Sunday, August 17, 2008

The strange case of the one state solution to the Israeli-Palestinian conflict

08/17/2008

Lately it has become the fashion to threaten that if Israel does not agree to Palestinian peace terms, a one-state solution or a binational state will be the only solutions, or to put these solutions forward as the best solutions.

Ahmed Qurei made this threat not long ago:

The Palestinian leadership has been working on establishing a Palestinian state within the '67 borders," Qureia said.

"If Israel continues to oppose making this a reality, then the Palestinian demand for the Palestinian people and its leadership [would be] one state, a binational state," he added at the meeting held in the West Bank town of Ramallah.

Sari Nusseibeh noted with much less enthusiasm that such a "solution" would have to be considered.

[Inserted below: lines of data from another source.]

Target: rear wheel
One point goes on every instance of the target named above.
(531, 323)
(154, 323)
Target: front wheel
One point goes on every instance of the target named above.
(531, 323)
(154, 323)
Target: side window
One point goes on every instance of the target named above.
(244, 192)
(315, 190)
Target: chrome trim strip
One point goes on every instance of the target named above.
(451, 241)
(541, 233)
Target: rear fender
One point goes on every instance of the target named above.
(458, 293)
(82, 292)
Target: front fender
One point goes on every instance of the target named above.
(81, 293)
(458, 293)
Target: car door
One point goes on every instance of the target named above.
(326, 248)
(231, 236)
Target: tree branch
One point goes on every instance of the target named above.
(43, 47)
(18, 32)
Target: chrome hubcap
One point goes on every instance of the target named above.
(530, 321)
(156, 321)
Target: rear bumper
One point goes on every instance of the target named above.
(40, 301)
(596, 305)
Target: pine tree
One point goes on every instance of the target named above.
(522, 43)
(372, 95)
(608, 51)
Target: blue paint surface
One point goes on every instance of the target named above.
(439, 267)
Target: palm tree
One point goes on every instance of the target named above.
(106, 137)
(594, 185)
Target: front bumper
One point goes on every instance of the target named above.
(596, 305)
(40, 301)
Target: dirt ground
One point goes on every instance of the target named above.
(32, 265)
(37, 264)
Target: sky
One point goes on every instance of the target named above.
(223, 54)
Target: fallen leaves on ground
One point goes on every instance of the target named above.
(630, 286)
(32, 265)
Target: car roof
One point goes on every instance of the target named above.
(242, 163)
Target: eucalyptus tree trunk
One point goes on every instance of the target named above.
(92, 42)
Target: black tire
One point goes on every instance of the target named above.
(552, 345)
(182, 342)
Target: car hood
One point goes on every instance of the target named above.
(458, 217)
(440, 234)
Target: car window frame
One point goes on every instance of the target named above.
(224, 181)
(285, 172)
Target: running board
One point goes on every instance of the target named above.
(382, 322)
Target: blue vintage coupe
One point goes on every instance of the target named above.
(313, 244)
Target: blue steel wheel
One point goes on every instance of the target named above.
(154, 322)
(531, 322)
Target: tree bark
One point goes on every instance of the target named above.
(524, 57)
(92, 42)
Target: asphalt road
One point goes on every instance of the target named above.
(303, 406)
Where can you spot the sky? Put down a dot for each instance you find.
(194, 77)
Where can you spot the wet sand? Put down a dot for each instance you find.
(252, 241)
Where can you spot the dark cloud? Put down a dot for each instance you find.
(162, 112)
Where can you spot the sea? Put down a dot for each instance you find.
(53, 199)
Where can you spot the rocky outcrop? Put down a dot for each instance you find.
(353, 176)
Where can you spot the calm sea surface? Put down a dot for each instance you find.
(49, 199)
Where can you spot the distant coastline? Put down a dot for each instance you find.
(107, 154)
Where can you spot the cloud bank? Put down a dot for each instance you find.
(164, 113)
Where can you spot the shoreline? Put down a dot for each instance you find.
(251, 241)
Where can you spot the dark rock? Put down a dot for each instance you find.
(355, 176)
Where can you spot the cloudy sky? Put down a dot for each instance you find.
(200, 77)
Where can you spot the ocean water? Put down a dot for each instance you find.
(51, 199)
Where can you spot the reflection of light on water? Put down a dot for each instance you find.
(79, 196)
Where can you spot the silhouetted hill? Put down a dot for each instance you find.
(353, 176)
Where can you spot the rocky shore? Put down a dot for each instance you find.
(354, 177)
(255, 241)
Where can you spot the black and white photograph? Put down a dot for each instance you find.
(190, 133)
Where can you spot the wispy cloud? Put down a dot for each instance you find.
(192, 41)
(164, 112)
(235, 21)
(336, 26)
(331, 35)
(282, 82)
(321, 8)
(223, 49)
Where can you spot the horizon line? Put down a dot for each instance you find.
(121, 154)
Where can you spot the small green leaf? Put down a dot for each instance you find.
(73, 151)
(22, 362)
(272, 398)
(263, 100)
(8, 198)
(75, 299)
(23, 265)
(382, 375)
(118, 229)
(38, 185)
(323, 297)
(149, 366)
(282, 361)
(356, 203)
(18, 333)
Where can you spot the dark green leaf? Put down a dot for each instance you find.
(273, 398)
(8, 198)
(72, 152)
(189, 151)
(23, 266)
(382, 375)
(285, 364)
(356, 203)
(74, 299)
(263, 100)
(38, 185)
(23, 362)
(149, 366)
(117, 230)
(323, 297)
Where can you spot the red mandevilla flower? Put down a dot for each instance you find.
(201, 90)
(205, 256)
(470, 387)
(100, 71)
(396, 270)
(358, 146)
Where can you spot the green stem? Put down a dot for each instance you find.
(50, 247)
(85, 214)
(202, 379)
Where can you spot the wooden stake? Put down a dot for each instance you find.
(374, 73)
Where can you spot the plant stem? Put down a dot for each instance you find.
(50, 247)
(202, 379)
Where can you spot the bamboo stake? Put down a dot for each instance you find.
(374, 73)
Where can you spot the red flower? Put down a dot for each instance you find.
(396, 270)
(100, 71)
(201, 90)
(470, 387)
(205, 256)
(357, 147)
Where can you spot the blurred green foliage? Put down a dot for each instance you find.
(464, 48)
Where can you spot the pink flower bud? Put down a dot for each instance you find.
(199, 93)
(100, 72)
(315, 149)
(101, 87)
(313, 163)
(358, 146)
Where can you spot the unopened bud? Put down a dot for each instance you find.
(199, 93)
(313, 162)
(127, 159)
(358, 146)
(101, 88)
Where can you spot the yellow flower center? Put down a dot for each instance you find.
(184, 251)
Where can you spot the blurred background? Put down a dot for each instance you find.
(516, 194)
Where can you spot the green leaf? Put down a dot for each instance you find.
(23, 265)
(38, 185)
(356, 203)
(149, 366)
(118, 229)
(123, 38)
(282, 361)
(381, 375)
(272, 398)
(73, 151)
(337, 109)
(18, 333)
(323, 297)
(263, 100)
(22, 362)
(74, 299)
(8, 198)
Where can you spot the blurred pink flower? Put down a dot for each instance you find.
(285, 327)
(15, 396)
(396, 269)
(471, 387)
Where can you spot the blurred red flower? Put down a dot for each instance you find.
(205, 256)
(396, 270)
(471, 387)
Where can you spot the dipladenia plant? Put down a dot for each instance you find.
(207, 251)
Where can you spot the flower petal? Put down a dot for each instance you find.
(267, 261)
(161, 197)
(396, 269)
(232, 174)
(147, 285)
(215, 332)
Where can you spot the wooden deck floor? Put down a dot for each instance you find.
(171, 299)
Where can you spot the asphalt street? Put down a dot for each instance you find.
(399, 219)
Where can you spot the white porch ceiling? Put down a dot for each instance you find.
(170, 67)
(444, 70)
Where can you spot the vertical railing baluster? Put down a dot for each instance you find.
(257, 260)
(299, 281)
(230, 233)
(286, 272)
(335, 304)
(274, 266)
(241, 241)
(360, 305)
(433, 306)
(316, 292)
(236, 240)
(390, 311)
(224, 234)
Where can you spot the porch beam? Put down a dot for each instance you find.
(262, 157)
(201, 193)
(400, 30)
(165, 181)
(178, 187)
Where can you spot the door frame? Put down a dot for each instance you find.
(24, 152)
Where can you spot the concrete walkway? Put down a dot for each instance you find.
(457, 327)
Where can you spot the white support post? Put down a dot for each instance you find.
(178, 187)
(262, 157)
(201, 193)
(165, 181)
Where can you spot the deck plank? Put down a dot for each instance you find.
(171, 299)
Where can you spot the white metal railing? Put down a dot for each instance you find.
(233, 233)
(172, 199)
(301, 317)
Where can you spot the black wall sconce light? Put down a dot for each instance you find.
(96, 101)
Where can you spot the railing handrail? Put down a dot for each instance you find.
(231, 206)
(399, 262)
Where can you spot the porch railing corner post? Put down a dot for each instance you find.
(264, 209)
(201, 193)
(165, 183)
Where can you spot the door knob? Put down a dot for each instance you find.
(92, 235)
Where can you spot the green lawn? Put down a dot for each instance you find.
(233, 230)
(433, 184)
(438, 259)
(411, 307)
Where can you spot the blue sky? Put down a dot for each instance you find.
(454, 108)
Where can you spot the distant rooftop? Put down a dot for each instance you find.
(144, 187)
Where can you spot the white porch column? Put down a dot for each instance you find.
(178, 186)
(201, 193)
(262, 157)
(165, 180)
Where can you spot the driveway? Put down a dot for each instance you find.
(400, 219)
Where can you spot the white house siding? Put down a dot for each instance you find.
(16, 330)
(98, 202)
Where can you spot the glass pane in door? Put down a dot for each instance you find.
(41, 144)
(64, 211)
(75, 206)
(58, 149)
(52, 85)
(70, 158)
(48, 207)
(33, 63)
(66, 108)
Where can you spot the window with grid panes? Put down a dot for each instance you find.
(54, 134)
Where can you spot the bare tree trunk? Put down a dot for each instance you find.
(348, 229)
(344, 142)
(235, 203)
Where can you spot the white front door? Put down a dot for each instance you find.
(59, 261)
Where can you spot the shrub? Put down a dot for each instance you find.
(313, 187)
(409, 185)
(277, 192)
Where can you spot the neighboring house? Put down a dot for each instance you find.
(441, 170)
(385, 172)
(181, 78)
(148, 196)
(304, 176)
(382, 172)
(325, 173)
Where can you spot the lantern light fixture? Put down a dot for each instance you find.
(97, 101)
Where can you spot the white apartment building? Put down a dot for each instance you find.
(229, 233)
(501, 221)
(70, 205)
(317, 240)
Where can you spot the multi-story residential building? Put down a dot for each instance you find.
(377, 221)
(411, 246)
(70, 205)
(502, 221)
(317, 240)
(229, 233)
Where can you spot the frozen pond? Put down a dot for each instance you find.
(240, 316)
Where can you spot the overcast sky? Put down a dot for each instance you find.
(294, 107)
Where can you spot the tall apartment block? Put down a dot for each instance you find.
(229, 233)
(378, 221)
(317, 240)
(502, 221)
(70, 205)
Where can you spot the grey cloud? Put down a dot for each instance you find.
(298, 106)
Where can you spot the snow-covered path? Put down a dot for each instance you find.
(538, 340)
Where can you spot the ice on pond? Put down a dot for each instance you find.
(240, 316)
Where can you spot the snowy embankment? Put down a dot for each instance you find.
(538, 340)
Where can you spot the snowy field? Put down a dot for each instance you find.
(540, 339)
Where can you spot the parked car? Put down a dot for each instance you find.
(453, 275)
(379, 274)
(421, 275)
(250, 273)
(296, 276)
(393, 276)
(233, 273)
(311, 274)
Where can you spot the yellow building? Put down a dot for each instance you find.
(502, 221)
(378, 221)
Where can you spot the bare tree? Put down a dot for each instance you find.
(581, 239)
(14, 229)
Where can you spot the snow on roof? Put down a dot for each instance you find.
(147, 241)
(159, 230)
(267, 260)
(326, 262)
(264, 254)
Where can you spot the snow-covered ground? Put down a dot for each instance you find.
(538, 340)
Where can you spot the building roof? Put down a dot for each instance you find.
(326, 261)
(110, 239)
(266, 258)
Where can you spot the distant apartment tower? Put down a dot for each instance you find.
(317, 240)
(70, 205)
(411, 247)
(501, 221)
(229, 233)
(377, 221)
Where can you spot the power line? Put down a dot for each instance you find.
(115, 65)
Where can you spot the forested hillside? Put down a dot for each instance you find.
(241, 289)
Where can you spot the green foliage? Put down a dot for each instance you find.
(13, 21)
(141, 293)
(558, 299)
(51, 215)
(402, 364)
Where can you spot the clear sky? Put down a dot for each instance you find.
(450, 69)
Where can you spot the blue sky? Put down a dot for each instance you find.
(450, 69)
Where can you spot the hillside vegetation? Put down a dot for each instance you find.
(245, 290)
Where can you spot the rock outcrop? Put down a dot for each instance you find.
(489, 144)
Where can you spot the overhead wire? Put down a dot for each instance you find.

He told Akiva Eldar in a Haaretz interview:

"I still favor a two-state solution and will continue to do so, but to the extent that you discover it's not practical anymore or that it's not going to happen, you start to think about what the alternatives are...

Nusseibeh says the struggle for a one-state solution could take a form similar to some of the nonviolent struggles waged by oppressed ethnic groups in other places.

"We can fight for equal rights, rights of existence, return and equality, and we could take it slowly over the years and there could be a peaceful movement - like in South Africa," he notes. "I think one should maybe begin on the Palestinian side, to begin a debate, to reengage in the idea of one state."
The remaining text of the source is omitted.